As COVID-19 patients flood hospitals worldwide, physicians are trying to search for effective antiviral therapies to save lives. Multiple COVID-19 vaccine trials are underway, yet it might not be physically possible to make enough vaccines for everyone in a short period of time. Furthermore, SARS-CoV-2 replicates poorly in multiple animals, including dogs, pigs, chickens, and ducks, which limits preclinical animal studies.[57]

To fight the emerging COVID-19 pandemic, we introduced an integrative, network-based, deep-learning methodology to discover candidate drugs for COVID-19, named CoV-KGE. Via CoV-KGE, we built a comprehensive KG that includes 15 million edges across 39 types of relationships connecting drugs, diseases, proteins/genes, pathways, and expressions from a large scientific corpus of 24 million PubMed publications. Using the ongoing COVID-19 trial data as a validation set, we demonstrated that CoV-KGE had high performance in identifying repurposable drugs for COVID-19, indicated by the larger AUROC (AUROC = 0.85). Using Amazon’s AWS computing resources, we identified 41 high-confidence repurposed drug candidates (including dexamethasone, indomethacin, niclosamide, and toremifene) for COVID-19, which were validated by an enrichment analysis of gene expression and proteomics data in SARS-CoV-2 infected human cells. Altogether, this study offers a powerful, integrated deep-learning methodology for the rapid identification of repurposable drugs for the potential treatment of COVID-19.

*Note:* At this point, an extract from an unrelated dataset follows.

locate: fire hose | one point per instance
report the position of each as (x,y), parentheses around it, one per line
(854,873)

We acknowledge several potential limitations in the current study. Potential data noises generated from different experimental approaches in large-scale publications may influence the performance of the current CoV-KGE models. The original data of GNBR contain the confidence values of the relations between entities. However, we ignored the weights so that we could directly apply the RotatE algorithm because we tried to obtain the prediction result in a cheap computing-cost way. In our future work, we will take these confidence values into account and try to design a knowledge-graph-embedding algorithm that can be used for a KG with weighted relationships. The lack of dose-dependent profiles and the biological perturbation of SARS-CoV-2 virus–host interactions may generate a coupled interplay between adverse and therapeutic effects. The integration of pharmacokinetics data from animal models and clinical trials into our CoV-KGE methodology could establish the causal mechanism and patient evidence through which predicted drugs would have high clinical benefits for COVID-19 patients without obvious adverse effects in a specific dosage.

In summary, we presented CoV-KGE, a powerful, integrated AI methodology that can be used to quickly identify drugs that can be repurposed for the potential treatment of COVID-19. Our approach can minimize the translational gap between preclinical testing results and clinical outcomes, which is a significant problem in the rapid development of efficient treatment strategies for the COVID-19 pandemic. From a translational perspective, if broadly applied, the network tools developed here could help develop effective treatment strategies for other emerging infectious diseases and other emerging complex diseases as well. However, all predicted drugs not used in clinical trials must be tested in randomized clinical trials before being used in COVID-19 patients.